Palestinian refugees are subject to kidnap and murder in Iraq as some groups accuse them of being supporters of the former Iraqi President, Saddam Hussein.
Dozens of attacks were carried out against the Palestinian refugees since the war on Iraq in 2003 leading to the death, injury, and abduction of hundreds of refugees.

And the president of Iraq wanted to get up before the UN today and claim concern about the plight of Palestinians?
Meanwhile Aswat al-Iraq reports that protesters gathered in Baghdad's Tahrir Square today to protest over the large amount of money being spent so Jalal Talabani can be in the US. Of the protest, the Great Iraqi Revolution reports, "Our correspondent in Tahrir Square:: A number of ambulances are seen near the Square. By every one of these ambulances stood four intelligence officers, curiously enough, the ambulances' engines were running and later it became apparent that they intended to abduct some of the activists and protestors." And ambulance 1038 was used in the abduction of Sanaa Aldulaimi overseen "by an intelligence officer called Abdullah Al Rikabi" -- Sanaa Aldulaimi was later released.
Turning to other reported violence, Reuters notes multiple bombs went off in a single Baghdad leaving 4 injured and nine wounded. Aswat al-Iraq notes a Baquba attack left 1 police officer dead and three more injured, and an armed attack in Mosul left 1 Iraqi soldier dead, a second armed assault left 1 woman dead. Alsumaria News notes 1 female corpse was discovered outside of Kut. Three Chrisians were kidnapped on a Kirkuk hunting trip (see yesterday's snapshot). Alusmaira News reports that the ransom for the three is set at 600,000 dollars. Aswat al-Iraq reports Ary Mohammed Ali was kidnapped in Kirkuk yesterday and the kidnappers have stated their ransom is $50,000.
Back to the US, Senator Patty Murray is the Chair of the Veterans Affairs Committee. Her office notes:

(Washington, D.C.) -- Today, Senate Veterans' Affairs Committee Chairman Patty Murray applauded the passage of H.R. 2646, the Veterans Health Care Facilities Capital Improvement Act of 2011. This bipartisan legislation will allow for new construction projects in five states and Puerto Rico and will allow VA programs to operate uninterrupted, including vital assistance to homeless veterans. The bill also includes approval for upgrades at the VA Medical Center in Seattle.

"VA has worked tirelessly to get veterans off the streets and into housing. Their efforts are commendable, but there is still work to be done," said Senator Murray. "H.R. 2646, as amended, contains critical extensions to many of VA's programs to end homelessness among veterans. Our nation's veterans have sacrificed much in their service to this country, we must make sure they receive the care and benefits they earned."

"I'm also delighted that this bill would allow VA to begin a $51.8 million project to seismically strengthen the nursing tower and community living center at the VA Puget Sound Healthcare System in Seattle, Washington. It is vital that this building be upgraded so that the VA Puget Sound Healthcare System can continue to deliver world-class healthcare to veterans in a safe environment."
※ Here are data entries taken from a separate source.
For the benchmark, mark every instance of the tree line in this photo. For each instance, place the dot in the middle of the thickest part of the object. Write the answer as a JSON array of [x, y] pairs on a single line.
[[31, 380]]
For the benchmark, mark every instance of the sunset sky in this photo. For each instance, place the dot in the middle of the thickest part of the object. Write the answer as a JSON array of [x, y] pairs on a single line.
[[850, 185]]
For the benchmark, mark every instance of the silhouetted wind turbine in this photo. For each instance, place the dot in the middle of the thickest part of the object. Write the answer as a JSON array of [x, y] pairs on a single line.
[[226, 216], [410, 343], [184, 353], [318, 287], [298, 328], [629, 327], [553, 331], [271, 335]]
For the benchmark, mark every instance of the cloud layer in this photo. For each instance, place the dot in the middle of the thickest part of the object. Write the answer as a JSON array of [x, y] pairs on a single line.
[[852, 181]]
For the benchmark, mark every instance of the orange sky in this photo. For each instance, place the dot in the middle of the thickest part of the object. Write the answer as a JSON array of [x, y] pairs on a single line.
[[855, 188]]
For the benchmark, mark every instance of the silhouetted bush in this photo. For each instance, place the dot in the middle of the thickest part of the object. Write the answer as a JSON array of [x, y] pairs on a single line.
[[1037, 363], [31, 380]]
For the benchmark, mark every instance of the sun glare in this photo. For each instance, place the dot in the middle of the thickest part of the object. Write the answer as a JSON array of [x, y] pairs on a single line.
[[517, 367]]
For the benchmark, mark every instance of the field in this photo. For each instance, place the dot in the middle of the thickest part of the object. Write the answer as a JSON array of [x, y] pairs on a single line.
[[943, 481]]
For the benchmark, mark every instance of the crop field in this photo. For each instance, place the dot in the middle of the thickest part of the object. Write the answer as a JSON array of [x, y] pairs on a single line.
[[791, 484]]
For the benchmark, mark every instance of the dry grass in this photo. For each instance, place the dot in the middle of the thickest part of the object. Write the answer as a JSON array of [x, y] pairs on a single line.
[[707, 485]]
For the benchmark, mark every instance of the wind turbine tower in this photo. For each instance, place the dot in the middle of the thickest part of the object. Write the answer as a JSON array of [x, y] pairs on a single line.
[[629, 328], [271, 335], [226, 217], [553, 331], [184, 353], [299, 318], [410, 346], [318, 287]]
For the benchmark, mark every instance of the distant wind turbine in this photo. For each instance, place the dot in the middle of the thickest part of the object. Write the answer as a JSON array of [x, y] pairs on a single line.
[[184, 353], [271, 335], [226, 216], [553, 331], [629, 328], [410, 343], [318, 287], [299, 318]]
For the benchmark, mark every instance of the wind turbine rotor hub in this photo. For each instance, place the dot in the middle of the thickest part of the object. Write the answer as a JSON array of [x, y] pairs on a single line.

Specifically, the Veterans Health Care Facilities Capital Improvement Act of 2011 will:

· Allow for seismic corrections for Building 100 at the VA Medical Center in Seattle, Washington, in an amount not to exceed $51.8 million;

· Authorize job-creating infrastructure improvements to VA's facilities;

· Authorize increased funding for the Supportive Services for Veteran Families program, which provides prevention and rapid rehousing assistance for homeless veterans;

· Authorize increased funding for the Grant and Per Diem program, which provides transitional housing assistance for homeless veterans;

· Reauthorize the special needs set aside in the Grant and Per Diem program which provides transitional housing for the frail, elderly, terminally ill, women, and those with children; and

· Reauthorize the Homeless Veterans' Reintegration Program, which provides employment assistance for homeless veterans.